Carboxylic Content of Humic Acid Determined by Modeling, Calcium Acetate, and Precipitation Methods

  1. Chang Yoon Jeong,
  2. Chan Won Park,
  3. Jeong-Gyu Kim * and
  4. Soo Kil Lim
  1. D ep. of Renewable Resources, Univ. of Louisiana, Lafayette, LA 70504
    N ational Inst. of Agric. Sci. & Technology, 249 Seodun-dong, Suwon, Korea
    D iv. of Environ. Sci. and Ecological Eng., College of Life and Environ. Sciences, Korea Univ., 1,5-Ka, Anam-dong, Sungbuk-ku, Seoul, Korea

Abstract

The key to understanding proton equilibria and cation binding on the surface of humic acid is the quantification of the total carboxylic acid contents. Such quantification via titration alone is highly ambiguous and not straightforward due to the complexity and interference of noncarboxylic acids (phenolic acid, thiols, etc.). To gain a greater understanding of such analysis, potentiometric titration data was incorporated into modeling approaches, and they were compared with two other methods: conventional Ca(OAc)2 exchange and the precipitation titration method.
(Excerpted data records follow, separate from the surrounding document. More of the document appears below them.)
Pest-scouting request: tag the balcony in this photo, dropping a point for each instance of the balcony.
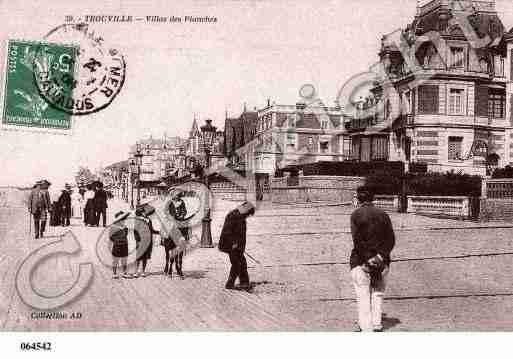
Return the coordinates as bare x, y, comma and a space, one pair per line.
488, 6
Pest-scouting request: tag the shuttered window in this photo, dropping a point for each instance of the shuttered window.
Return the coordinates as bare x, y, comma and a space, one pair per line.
496, 104
456, 101
481, 109
455, 144
428, 99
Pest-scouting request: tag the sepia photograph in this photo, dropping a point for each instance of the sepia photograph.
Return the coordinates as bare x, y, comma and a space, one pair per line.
256, 166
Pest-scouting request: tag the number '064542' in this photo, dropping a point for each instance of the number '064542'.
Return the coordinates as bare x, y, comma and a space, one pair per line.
36, 346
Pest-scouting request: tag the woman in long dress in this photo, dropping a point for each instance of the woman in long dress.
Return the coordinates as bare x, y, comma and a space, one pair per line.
89, 216
77, 206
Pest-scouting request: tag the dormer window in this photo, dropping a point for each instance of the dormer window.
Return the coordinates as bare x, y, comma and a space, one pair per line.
484, 65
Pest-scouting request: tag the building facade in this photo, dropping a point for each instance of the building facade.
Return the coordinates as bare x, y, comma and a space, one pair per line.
298, 134
444, 91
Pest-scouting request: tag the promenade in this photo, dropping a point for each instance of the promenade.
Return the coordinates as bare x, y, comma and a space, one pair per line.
446, 275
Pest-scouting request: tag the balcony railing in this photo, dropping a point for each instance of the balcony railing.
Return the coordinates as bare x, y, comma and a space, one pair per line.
477, 5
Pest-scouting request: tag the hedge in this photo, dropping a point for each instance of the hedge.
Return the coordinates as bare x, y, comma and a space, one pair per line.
427, 184
347, 168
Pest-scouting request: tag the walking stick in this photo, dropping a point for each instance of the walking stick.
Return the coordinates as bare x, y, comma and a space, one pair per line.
30, 225
253, 258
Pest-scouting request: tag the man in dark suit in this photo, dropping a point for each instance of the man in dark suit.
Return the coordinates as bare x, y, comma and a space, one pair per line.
233, 242
39, 205
65, 206
100, 205
373, 239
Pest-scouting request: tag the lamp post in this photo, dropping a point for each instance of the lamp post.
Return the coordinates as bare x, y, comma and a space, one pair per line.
138, 159
133, 169
208, 135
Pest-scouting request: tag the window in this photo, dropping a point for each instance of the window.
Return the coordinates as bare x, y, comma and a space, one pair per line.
291, 120
324, 146
310, 144
346, 146
428, 99
291, 141
379, 148
454, 148
499, 66
456, 102
496, 104
484, 65
457, 57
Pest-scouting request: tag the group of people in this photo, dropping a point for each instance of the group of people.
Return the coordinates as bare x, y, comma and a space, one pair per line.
89, 203
174, 240
371, 229
373, 241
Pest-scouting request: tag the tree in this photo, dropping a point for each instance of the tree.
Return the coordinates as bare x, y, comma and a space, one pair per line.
83, 176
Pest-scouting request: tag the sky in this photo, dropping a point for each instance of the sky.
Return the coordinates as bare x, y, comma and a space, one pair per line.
257, 49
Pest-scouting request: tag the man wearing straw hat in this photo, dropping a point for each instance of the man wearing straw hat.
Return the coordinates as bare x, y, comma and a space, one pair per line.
118, 236
233, 242
39, 205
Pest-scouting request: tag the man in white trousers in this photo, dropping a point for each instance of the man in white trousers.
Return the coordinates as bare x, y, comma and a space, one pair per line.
373, 240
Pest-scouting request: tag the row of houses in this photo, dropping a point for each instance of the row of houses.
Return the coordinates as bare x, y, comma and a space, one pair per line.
160, 161
442, 97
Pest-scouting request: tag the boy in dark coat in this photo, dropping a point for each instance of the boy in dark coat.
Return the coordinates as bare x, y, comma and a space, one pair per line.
118, 236
373, 239
64, 204
233, 242
100, 205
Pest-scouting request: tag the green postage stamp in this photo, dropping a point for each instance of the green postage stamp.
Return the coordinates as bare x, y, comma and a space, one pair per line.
28, 65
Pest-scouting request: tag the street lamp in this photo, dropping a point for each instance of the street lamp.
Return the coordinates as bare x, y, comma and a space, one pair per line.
133, 169
138, 159
208, 135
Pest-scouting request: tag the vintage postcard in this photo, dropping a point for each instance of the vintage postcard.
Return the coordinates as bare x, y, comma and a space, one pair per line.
256, 165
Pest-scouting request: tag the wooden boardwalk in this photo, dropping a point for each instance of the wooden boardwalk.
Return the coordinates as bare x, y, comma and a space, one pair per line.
199, 302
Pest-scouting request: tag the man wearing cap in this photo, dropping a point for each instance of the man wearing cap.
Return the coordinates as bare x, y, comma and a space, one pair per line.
118, 236
233, 242
373, 240
65, 206
39, 205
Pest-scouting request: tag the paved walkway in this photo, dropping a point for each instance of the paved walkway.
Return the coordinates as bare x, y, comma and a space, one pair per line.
446, 275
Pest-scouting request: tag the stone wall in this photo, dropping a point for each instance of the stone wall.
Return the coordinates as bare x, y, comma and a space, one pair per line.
496, 210
329, 189
496, 200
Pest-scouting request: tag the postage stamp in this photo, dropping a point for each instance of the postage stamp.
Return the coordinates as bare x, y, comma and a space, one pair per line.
23, 105
100, 73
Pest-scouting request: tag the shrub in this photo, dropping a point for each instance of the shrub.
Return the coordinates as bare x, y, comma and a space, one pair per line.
426, 184
443, 184
384, 183
506, 172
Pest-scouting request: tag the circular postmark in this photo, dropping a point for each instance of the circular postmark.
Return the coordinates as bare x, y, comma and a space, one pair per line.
75, 73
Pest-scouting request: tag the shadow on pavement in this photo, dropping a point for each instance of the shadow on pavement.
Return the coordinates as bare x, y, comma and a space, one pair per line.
389, 322
196, 274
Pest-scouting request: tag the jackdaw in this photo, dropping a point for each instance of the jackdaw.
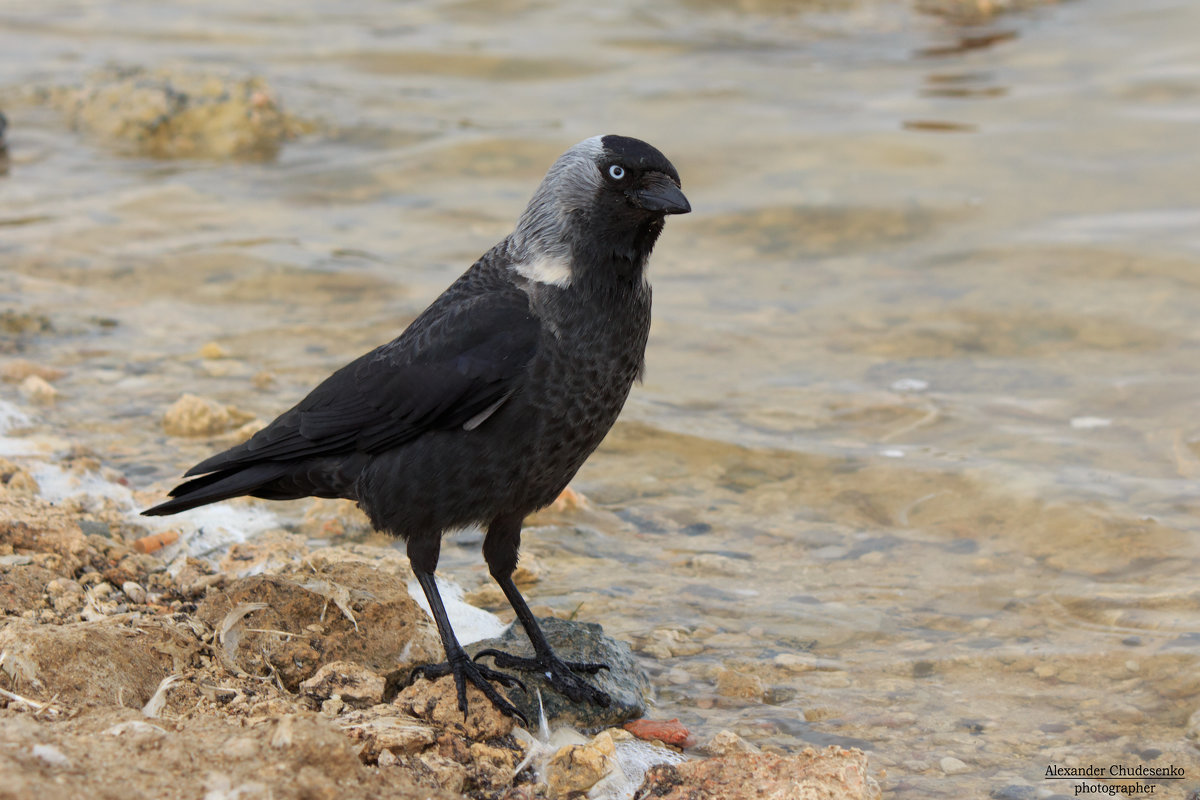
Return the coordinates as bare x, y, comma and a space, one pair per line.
485, 407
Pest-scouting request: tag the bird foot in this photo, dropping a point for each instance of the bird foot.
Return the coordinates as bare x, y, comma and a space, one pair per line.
463, 669
558, 673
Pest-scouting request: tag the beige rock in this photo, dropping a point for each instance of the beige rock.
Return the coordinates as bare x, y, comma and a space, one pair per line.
437, 704
37, 390
172, 114
577, 768
213, 350
357, 685
731, 683
831, 774
18, 370
726, 743
196, 416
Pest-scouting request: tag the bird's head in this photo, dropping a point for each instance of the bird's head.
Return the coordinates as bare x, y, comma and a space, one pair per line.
598, 212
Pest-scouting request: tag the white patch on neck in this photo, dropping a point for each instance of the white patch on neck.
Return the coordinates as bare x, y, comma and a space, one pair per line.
546, 269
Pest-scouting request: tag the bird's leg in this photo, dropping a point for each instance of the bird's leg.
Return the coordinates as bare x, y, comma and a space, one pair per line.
424, 558
501, 548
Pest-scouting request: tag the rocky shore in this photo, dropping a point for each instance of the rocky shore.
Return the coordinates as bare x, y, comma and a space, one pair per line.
268, 668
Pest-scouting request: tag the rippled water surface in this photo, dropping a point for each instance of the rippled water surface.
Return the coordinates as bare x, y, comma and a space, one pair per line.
915, 463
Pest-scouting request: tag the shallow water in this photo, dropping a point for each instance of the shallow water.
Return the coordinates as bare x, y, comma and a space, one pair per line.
918, 446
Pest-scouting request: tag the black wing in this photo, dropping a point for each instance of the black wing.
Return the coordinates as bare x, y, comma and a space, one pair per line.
453, 365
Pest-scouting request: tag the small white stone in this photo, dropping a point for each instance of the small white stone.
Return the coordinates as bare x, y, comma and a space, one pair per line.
952, 765
52, 755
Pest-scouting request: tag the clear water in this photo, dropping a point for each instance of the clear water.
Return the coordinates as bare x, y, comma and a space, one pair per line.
918, 443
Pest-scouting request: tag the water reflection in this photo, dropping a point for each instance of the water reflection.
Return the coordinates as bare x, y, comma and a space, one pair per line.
915, 458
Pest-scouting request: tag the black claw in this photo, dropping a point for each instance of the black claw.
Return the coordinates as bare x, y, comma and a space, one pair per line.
465, 669
559, 674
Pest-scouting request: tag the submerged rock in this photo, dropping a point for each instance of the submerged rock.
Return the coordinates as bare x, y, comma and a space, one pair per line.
199, 416
624, 681
168, 114
833, 773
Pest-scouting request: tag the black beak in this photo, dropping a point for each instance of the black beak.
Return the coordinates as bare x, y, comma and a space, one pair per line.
659, 193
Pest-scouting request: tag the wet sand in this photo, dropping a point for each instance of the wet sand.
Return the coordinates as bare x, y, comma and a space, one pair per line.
915, 464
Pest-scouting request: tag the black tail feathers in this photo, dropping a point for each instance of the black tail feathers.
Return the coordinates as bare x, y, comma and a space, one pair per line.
219, 486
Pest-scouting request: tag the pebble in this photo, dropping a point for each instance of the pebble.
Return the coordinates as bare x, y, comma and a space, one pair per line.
36, 390
731, 683
577, 768
52, 755
213, 350
952, 765
19, 370
796, 662
678, 675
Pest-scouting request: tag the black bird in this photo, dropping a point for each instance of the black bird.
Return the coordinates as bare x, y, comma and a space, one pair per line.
487, 404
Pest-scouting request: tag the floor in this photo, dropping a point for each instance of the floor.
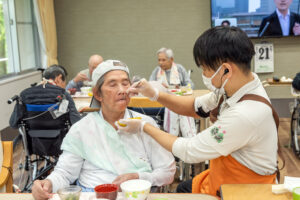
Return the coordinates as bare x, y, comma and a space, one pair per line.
292, 163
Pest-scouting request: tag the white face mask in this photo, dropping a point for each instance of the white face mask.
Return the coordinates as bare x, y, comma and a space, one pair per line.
208, 83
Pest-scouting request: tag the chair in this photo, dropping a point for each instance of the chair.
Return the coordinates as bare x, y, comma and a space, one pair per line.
6, 176
42, 127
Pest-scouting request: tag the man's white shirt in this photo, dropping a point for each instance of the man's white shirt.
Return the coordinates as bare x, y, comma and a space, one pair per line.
244, 130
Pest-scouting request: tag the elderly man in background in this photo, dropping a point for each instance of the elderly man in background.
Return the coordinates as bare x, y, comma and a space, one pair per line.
95, 153
52, 86
85, 76
169, 73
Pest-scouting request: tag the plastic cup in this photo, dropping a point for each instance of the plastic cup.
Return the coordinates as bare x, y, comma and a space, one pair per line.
71, 192
106, 191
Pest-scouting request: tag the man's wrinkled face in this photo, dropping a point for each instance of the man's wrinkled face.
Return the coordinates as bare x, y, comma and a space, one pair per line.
113, 95
164, 62
59, 82
283, 5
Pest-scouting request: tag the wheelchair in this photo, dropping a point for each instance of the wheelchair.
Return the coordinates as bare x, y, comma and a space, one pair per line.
42, 133
295, 123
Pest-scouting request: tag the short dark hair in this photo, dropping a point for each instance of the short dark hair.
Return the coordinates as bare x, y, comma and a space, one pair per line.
55, 70
225, 21
224, 44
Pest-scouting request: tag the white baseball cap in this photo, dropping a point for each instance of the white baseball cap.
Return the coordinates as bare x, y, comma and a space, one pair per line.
107, 66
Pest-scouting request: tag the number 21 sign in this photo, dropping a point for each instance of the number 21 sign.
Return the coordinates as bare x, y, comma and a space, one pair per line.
264, 58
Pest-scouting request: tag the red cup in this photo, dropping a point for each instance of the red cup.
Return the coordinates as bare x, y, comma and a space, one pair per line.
106, 191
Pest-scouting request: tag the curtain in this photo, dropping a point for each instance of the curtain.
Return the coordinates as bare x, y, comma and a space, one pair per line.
47, 30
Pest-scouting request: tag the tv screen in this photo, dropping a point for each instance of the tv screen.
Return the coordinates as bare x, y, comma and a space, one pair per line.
258, 18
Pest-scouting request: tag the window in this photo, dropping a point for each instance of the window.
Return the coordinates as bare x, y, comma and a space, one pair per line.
19, 45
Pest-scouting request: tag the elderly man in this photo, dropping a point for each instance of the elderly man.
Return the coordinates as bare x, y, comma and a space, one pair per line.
282, 22
85, 76
168, 72
95, 153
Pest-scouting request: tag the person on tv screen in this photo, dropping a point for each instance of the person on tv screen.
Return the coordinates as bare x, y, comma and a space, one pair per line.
225, 23
282, 22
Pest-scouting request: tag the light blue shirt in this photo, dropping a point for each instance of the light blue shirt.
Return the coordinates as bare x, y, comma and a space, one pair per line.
284, 22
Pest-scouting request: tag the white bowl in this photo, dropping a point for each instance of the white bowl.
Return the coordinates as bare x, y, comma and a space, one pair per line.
135, 189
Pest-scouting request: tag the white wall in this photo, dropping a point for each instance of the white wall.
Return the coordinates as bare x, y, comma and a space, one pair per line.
11, 86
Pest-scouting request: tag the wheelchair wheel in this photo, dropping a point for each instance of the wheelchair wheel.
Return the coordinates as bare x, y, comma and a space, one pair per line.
295, 131
22, 174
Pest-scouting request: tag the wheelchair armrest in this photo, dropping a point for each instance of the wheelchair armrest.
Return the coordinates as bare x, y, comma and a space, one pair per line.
44, 133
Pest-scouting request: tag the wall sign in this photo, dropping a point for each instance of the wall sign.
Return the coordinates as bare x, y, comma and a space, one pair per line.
264, 58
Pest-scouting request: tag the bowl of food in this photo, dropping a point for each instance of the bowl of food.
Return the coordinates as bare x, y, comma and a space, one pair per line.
106, 191
135, 189
85, 90
71, 192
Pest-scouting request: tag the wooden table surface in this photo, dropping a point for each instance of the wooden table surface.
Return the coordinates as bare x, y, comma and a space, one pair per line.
251, 192
88, 196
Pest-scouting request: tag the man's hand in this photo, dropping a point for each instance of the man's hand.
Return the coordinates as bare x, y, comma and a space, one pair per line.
296, 29
42, 189
125, 177
146, 88
130, 125
80, 77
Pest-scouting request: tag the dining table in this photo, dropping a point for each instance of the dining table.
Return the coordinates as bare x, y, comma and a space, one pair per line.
251, 192
91, 196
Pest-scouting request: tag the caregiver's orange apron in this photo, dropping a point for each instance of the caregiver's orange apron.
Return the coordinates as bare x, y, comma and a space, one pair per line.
227, 170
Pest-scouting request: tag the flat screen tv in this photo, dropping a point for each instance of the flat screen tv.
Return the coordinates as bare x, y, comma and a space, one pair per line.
258, 18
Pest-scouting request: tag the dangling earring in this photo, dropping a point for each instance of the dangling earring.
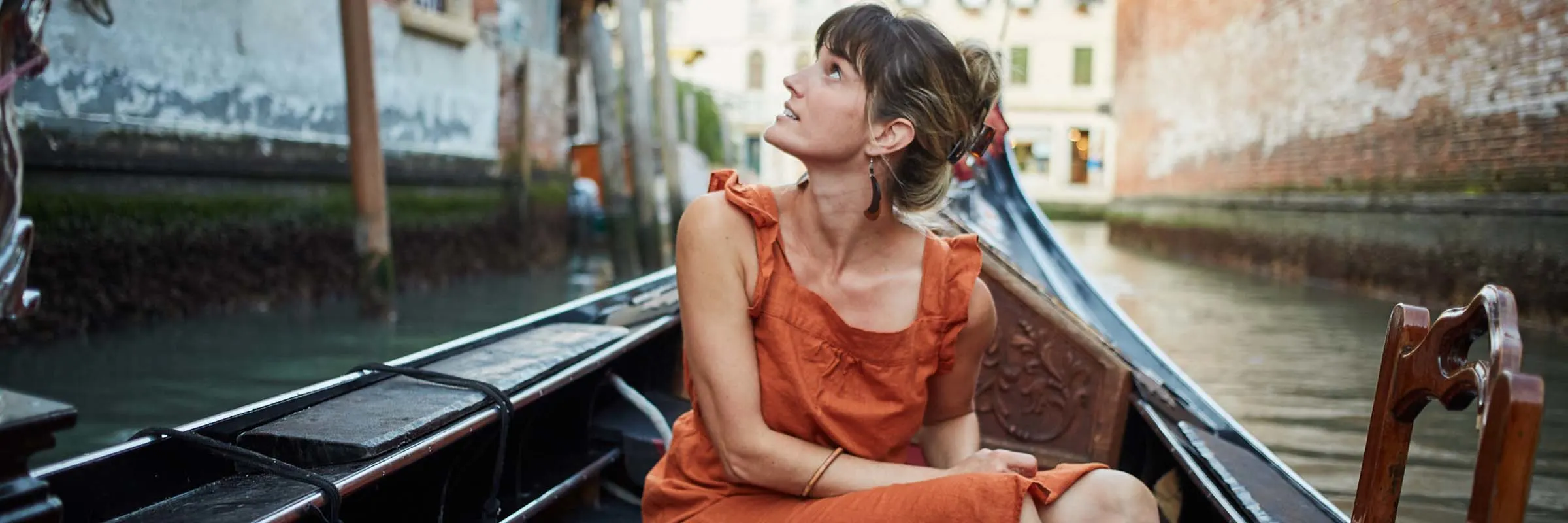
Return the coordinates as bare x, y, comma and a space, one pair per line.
875, 209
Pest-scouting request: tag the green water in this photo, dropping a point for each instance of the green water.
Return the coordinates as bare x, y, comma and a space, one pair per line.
1298, 366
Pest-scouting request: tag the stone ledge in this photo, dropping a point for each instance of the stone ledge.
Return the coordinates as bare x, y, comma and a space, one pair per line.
74, 145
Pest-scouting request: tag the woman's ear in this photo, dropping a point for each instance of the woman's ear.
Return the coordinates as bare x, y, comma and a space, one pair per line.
890, 137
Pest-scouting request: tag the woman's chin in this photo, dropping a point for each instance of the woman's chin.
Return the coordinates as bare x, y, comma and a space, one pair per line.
781, 139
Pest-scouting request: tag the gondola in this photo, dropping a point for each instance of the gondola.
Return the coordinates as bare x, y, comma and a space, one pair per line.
557, 416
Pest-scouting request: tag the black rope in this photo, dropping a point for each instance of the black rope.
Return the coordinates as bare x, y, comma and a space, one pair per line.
502, 404
269, 464
99, 12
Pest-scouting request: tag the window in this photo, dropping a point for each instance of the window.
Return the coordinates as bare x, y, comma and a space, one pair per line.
1032, 158
755, 71
1018, 71
1083, 67
1079, 158
444, 20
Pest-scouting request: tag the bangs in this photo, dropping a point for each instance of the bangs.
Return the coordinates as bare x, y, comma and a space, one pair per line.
851, 33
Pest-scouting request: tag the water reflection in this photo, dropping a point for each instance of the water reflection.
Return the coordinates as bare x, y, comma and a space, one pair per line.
1298, 366
182, 371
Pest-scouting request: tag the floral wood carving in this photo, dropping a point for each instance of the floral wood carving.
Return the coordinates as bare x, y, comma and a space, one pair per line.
1036, 387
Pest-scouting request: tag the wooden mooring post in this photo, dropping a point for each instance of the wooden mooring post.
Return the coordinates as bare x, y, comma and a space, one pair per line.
372, 228
639, 110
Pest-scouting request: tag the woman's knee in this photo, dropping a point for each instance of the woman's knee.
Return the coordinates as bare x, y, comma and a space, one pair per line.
1104, 495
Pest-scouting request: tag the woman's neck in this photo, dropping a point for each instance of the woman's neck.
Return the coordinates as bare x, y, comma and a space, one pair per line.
830, 211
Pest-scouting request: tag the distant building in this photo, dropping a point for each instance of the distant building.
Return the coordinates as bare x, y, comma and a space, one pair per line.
1057, 73
257, 87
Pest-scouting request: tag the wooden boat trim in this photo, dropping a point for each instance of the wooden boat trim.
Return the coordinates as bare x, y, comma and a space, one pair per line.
333, 387
414, 451
1227, 423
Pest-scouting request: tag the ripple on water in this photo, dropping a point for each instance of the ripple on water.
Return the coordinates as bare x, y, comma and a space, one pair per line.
1298, 368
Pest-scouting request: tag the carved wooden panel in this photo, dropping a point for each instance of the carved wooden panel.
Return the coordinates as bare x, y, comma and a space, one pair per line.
1426, 362
1049, 385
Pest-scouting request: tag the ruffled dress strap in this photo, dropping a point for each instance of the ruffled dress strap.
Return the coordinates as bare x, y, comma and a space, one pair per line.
758, 203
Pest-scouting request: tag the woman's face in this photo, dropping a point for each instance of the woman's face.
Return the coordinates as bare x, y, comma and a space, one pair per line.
824, 122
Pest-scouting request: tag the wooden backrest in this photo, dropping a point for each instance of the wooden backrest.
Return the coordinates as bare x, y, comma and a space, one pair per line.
1049, 385
1423, 363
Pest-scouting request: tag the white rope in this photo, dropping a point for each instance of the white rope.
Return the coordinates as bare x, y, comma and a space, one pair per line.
645, 406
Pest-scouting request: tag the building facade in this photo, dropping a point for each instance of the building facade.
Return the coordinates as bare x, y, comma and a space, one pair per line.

Each of these three methods was used to analyze six different humic samples. The humic samples were collected from various sources, such as upland, paddy fields, sediments, and peat. The carboxylic acid contents ranged from 263 to 487 cmolc kg−1 Furthermore, the carboxylic acid content in the humic acid from the Namwon series showed significantly higher values. This was attributed to the relatively higher percentage of organic C in the mother material. Two modeling approaches using titration data were performed. The first was a simple electrostatic model with limited functional group heterogeneity (Model A). The second was our implemented version of Model V with four carboxylic acid group sites and four phenolic hydroxyl group sites. The relative difference in total carboxylic acid contents between the Ca(OAc)2 method and Model A prediction ranged from 0.21 to 7.43%, and that between the Ca(OAc)2 method and Model V prediction was 1.90 to 35.71%. The predicted carboxylic acid content from Model A was more comparable to the results of the Ca(OAc)2 method and the cetyltrimethylammonium method than the Model V prediction. The modeling approaches with the simple ligand model showed a better prediction of the total carboxylic acid content from the potentiometric titration data.